As I covered in my last post, I’m currently working on improving the quality of the diffusion model used to rebuild discretized audio signals for tortoise-tts. Since realizing that the diffusion model can work entirely with spectrograms, I have been re-structuring the model to be a flat transformer/resnet hybrid.
One nifty thing about this set-up is that I can now concatenate the diffusion inputs with the conditioning signal from the discretized audio signal and feed the whole thing into the model. This is the same thing that multiple authors working on diffusion models have done with the low-resolution inputs for super-resolution models.
I naively figured that I could simply plop an embedding of the discretized audio signal into the model inputs. I found out that this was wrong. The diffusion model would ignore the conditioning signal and would learn to produce gibberish that sounded like human speech but had no actual words.
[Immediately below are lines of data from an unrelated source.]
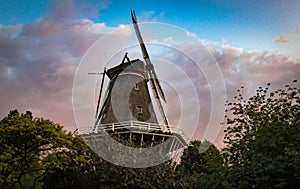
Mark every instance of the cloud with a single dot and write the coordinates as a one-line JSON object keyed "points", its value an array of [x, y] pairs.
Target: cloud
{"points": [[281, 39], [38, 62]]}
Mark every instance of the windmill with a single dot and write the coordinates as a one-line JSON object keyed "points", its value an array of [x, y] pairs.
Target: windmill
{"points": [[126, 111]]}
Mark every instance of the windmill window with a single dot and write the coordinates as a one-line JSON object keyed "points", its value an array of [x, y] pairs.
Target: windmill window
{"points": [[139, 110]]}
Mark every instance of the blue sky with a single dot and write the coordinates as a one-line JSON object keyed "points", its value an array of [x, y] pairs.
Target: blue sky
{"points": [[253, 25]]}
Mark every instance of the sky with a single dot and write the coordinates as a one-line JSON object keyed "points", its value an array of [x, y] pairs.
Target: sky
{"points": [[43, 42]]}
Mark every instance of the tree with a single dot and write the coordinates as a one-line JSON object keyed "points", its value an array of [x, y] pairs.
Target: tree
{"points": [[31, 148], [202, 165], [263, 139]]}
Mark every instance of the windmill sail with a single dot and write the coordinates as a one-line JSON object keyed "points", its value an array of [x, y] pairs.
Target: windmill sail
{"points": [[154, 82]]}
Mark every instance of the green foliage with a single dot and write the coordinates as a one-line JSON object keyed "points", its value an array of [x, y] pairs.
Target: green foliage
{"points": [[202, 165], [262, 151], [30, 148], [263, 139]]}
It turns out that in order for the concatenation set-up to work, the value being concatenated must have a signal that is usable by the model. Since I was feeding the signal through an embedding, the signal was psuedo-random (like most intermediate states in a freshly initialized neural network). Diffusion models will not learn an embedding for your conditioning signal, and will instead learn to just ignore it in the early phases of training!
This was confirmed by adding a surrogate loss to my model. I applied an MSE loss to the embeddings to force them to predict a reconstructed MEL signal (the same one that the diffusion model also learns to predict). This immediately solved the problem: the network learns to use the conditioning signal, resulting in dramatically improved overall losses.
It’s useful to remember sometimes that neural networks (and diffusion models specifically!) do not simply “learn” everything. They will take shortcuts, to their own eventual detriment. This is especially true when you are combining multiple inputs.